Toplumsal cinsiyet eşitsizliğinin yüzey ve hacim hesabı yapamayacağımız denli büyümesi kız çocukların ihmal edilmesini, güçsüzleştirilmesini, istismara açık hale gelmesini kolaylaştırıyor.

Toplumun kemikleşmiş öğretileri çocukları dövülebilir, sövülebilir, çalıştırılabilir kişiler olarak görmeyi sağlıyor. Bu da çocuk bireylerin değersizleştirilmesi, duygu ve düşüncelerinin önemsenmemesi, sözlerine kulak verilmemesi, ihtiyaçlarının ertelenmesi ve karşılanmasına öncelik verilmemesi gibi bir dizi ihlali beraberinde getiriyor.

Çocukların insan hakları ihlalleri tek bir kategori değil. Bazıları zaman içinde büyüdükçe üstesinden gelinebilir veya bertaraf edilebilir ihlaller gibi görülebilir, fakat hepsi yaşamlarında kalıcı izler bırakıyor. Acı, hayal kırıklığı ve mutsuzluğun kronikleşmesi kızları otomatik olarak toplumdan kovuyor.

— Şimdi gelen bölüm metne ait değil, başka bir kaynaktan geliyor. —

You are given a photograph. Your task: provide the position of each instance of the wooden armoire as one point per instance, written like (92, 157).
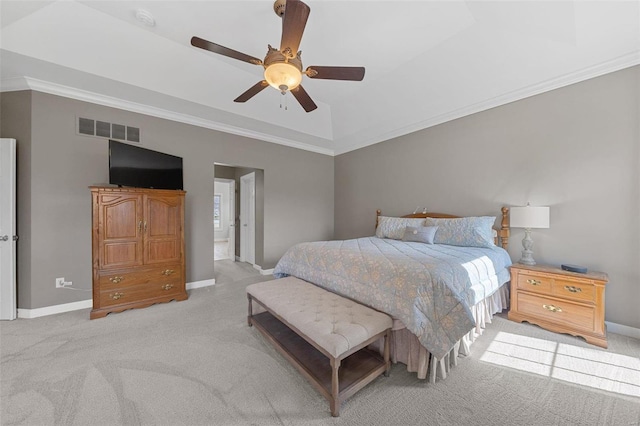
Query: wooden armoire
(138, 248)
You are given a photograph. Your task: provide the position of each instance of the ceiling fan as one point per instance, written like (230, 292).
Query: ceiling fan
(283, 66)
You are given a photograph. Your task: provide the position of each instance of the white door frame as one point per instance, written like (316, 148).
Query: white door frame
(248, 218)
(8, 308)
(232, 220)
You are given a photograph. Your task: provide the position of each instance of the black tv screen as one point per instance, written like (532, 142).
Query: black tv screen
(143, 168)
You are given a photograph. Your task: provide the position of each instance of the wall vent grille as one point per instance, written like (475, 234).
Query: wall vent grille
(103, 129)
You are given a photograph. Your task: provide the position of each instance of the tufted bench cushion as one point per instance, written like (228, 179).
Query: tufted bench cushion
(333, 322)
(338, 328)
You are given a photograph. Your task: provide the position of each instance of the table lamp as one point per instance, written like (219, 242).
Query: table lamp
(528, 217)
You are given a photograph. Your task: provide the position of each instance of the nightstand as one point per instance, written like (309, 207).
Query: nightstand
(560, 301)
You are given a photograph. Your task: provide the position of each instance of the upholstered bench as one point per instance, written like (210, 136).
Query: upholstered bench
(325, 336)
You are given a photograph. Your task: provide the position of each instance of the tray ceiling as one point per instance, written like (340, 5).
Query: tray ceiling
(426, 62)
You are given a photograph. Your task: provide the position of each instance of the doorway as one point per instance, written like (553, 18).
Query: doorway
(8, 308)
(243, 243)
(224, 203)
(248, 218)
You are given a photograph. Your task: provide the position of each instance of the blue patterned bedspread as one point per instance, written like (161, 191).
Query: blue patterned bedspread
(429, 287)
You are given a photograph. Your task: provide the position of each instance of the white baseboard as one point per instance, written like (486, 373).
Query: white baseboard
(263, 271)
(200, 284)
(55, 309)
(84, 304)
(625, 330)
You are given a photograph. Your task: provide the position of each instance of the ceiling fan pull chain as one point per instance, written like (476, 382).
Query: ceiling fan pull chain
(284, 96)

BİR YILDA GERÇEKLEŞEN CİNSEL SUÇLARIN YÜZDE 88'İNİN MAĞDURU KIZ ÇOCUKLARI

Birkaç yıl önce rakamlar 31 milyon kız çocuğun okula gidemediğini söylüyordu. Çatışmalı bölgelerden can güvenliği nedeniyle kaçan veya yerinden edilen nüfusu düşünürsek bu rakam bugün iki katına çıkmış olmalı. Birkaç yıl önce her on kız çocuktan biri cinsel şiddete maruz kalıyordu. 2015 yılının rakamları güvenlik birimlerine intikal eden yaklaşık 13 bin cinsel suç mağdurunun yüzde 88’inin kız çocuklar olduğunu gösteriyor. Her yıl 70 milyon kız çocuk daha büyümeye fırsat bulamadan evlendiriliyor.

Bütün bunlar varken, 'çocuklar bizim en değerli hazinemiz' gibi klişe mesajlar verenleri önce susturmalı, sonra da o hazineye nasıl davrandıklarını sormalıyız. Kız çocukların eğitim hakkı için; çocuk yaşta evlilikler olmasın diye; daha doğmadan başlayan cinsiyet ayrımcılığına karşı ve kız çocuklara yönelik hak ihlallerini sona erdirme çağrısıyla kamuoyu oluşturmak için Dünya Kız Çocuklar Günü’nü fırsat olarak görmeli ve kızların güçlenmesine yatırım yapan bir ülke olmalıyız. Türkiye’nin bir çocuk politikası yok.

AİLE KURUMU ÇÖZÜLMELİ

Çocukları ‘insanın küçüğü’ olarak değil, hakları olan birer birey olarak gören bir kültürel perspektif yok. Çocukların bahçedeki çimen gibi kendiliğinden büyüdüğünü zannedenler var. Dolayısıyla filler tepişirken çimen gibi eziliyor o çocuklar. Savaşlar, zorunlu göçler, işgaller yetişkinleri farklı, çocukları farklı, kız çocukları daha da farklı etkiliyor. Sadece çatışmalar değil, hizmetler de kızları hak ihlallerine açık hale getiriyor. Kentler planlanırken kadınları ve çocukları hiç hesaba katmayan yerel yönetimler suçlu. Kültürel ve tarihsel olarak kurumlaştırılmış ‘aile’ yapısı da suçlu. Çünkü her şey orada başlıyor. Çünkü ailede ilk önce çaresizlik öğreniliyor. Değersizleştirilme, yok sayılma, simgesel olarak yok edilme gibi ataerkil kültüre içkin her çaba, o kız çocukları doğuştan kurbanlaştırıyor. Yaygın anlamıyla ailenin, yani o heteroseksist, cinsiyetçi yapının çözülmesi, bir kadın yurttaş olarak önerebileceğim çözümlerden biri. Mevcut aile kuramı, toplumsal cinsiyet temelli şiddetin pınarı. Çünkü çok illüzyonlu bir yer aile. Kutsal deniyor, ama içinde ensest var, evlilik içi tecavüz var, istismar var, şiddetin her biçimi var. Küçük devlet deniyor, ürkütücü bir tanım, ama kuralsız, ilkesiz ve içinde cezasızlık var. Aile dayanışma yeridir deniyor ama ataerkil dil ve kültür kadınları ve erkekleri sürekli çarpıştırıp rekabet yaratıyor ve düşmanlığın ilk durağı oluyor.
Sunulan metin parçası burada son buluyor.